Discuss the similarities and differences between the tax consequences of the operating distribution and the tax consequences of the liquidation distribution.

  Identify the issues raised and the relevant legislation

Identify the issues raised and the relevant legislation in the context of ITAA97 and identify any cases and other sources of information relevant to the issues and legislation.

  What would likely have result of eliminating withholding

Compare the federal income tax to sales taxes using the "certainty" criterion. What criterion for evaluating tax systems did this proposal violate? What would likely have been the result of eliminating withholding?
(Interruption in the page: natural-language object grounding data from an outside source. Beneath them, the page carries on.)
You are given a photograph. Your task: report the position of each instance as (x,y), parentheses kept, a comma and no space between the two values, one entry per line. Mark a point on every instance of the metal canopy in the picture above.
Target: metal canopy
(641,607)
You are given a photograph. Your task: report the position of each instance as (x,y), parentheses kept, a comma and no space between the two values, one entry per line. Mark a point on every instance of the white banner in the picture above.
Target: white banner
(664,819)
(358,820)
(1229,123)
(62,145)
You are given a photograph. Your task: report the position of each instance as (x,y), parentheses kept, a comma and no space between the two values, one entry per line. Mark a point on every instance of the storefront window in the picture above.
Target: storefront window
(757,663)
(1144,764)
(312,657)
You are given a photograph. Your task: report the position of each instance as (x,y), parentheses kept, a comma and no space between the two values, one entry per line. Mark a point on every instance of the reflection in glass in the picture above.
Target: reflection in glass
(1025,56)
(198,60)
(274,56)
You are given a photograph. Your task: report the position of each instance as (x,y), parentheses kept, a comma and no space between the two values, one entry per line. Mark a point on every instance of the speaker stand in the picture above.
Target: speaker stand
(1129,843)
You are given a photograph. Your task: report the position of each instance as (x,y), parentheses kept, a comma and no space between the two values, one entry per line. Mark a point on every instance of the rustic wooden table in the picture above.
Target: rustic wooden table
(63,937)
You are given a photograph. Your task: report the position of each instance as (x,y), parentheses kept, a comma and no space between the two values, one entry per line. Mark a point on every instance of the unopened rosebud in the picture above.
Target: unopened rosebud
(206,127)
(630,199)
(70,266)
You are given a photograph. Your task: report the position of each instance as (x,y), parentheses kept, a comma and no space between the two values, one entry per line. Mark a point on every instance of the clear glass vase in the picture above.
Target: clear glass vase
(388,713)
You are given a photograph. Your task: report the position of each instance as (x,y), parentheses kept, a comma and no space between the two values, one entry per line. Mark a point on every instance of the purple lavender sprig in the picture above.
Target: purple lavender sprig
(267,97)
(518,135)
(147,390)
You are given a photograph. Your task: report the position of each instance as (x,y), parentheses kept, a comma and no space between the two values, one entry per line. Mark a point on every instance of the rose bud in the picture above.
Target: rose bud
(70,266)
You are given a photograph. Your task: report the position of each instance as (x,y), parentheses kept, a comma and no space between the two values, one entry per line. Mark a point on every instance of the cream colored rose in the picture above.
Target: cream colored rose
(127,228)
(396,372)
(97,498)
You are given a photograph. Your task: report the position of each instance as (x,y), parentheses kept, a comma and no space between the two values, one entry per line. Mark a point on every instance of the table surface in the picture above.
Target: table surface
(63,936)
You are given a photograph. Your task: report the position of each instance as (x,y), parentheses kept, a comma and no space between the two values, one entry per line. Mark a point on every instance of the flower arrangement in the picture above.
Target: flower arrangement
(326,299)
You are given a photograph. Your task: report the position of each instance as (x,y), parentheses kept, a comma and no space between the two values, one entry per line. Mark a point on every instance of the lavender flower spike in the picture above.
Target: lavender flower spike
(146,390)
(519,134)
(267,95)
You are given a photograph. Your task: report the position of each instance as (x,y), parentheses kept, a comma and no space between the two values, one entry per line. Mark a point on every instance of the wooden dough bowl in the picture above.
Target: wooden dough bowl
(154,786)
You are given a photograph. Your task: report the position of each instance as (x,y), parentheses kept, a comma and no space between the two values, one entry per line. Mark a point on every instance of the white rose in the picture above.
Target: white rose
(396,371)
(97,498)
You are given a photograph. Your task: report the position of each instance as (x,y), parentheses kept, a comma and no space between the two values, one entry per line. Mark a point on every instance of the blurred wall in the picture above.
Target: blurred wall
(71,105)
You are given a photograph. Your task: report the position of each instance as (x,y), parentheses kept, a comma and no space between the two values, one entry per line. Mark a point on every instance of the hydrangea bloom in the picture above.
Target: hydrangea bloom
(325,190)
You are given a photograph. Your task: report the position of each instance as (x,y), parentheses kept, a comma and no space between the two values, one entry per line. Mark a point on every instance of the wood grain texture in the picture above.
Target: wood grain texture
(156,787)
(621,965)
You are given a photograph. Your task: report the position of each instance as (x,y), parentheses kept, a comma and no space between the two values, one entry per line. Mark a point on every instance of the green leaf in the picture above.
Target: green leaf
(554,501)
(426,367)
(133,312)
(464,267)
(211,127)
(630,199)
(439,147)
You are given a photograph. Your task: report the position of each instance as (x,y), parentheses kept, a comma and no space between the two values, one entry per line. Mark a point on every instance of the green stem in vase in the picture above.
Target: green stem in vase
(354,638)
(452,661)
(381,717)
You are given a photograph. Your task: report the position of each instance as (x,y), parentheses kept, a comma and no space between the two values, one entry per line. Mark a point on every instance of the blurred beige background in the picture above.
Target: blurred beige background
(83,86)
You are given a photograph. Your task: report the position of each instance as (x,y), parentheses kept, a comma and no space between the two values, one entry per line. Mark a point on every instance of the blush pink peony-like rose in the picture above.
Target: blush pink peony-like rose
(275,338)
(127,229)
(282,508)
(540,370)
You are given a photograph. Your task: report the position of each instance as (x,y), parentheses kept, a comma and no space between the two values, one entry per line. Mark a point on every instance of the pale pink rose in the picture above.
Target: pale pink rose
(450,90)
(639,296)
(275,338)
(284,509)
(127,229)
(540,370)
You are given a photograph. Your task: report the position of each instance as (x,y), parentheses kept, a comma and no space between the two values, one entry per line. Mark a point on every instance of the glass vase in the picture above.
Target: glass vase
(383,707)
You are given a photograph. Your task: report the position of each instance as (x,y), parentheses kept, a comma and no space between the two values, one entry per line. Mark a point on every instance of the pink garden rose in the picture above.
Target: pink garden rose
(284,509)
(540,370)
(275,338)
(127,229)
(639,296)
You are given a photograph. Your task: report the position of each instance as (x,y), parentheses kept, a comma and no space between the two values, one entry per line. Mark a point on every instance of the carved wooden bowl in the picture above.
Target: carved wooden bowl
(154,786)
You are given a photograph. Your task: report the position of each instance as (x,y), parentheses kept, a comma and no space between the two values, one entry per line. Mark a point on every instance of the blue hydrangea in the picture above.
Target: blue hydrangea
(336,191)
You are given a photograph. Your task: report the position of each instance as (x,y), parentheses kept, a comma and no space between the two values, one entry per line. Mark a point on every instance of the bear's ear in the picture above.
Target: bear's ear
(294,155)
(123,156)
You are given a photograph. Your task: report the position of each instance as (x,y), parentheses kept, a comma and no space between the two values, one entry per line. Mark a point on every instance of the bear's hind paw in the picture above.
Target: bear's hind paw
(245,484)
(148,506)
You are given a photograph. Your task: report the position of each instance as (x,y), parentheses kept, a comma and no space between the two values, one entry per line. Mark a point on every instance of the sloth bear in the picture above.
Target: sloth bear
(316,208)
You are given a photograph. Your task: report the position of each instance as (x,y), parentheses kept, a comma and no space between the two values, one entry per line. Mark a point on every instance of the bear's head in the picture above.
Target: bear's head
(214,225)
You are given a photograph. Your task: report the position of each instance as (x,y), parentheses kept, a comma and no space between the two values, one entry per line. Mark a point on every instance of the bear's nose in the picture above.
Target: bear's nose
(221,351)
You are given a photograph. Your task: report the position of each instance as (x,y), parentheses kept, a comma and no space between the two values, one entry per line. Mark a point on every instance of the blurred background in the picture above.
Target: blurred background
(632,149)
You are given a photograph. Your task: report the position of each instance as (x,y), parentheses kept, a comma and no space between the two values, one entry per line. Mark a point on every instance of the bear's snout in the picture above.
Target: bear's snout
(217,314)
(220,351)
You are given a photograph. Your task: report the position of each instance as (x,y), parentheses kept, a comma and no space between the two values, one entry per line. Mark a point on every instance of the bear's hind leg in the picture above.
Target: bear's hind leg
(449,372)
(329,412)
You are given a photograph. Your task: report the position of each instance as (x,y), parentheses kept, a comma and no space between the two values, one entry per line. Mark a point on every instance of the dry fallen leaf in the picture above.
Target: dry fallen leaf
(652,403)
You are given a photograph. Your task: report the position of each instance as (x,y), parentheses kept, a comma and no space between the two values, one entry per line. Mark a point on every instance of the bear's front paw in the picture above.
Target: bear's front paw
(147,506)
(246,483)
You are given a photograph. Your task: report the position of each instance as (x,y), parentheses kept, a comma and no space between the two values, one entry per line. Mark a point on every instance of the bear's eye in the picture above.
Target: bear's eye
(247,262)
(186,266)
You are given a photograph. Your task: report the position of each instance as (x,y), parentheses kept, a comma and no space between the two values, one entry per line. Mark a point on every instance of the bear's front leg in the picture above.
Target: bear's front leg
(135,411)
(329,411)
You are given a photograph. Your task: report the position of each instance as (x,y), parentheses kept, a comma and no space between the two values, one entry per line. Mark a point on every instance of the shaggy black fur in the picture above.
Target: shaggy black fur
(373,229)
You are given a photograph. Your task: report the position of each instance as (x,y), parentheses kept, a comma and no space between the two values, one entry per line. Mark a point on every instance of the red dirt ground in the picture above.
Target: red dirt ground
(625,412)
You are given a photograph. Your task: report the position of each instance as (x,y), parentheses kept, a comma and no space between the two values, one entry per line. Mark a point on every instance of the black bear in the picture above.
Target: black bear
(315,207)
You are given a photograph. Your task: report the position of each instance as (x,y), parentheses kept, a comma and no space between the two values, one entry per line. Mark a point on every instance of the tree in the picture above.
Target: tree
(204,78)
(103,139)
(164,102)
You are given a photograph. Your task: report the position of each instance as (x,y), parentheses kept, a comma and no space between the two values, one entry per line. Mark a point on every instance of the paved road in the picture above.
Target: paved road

  Calculate marys taxable gifts for year

Calculate Marys taxable gifts for year and Mary was recently informed by the executor of Mom's will that Mom's estate--Mom died 1 year ago--is eligible for a death benefit of $150,000 from her retirement plan.

  Evaluate average tax rate

average tax rate is more significant than the marginal tax rate.

  What tax issues should oscar and diane consider

Oscar's income this year was $45,000 while Diane worked only part-time and made $15,000. Oscar also gambles heavily but told Diane that he had no winnings this year. What tax issues should Oscar and Diane consider?

Free Assignment Quote

Assured A++ Grade

Get guaranteed satisfaction & time on delivery in every assignment order you paid with us! We ensure premium quality solution document along with free turntin report!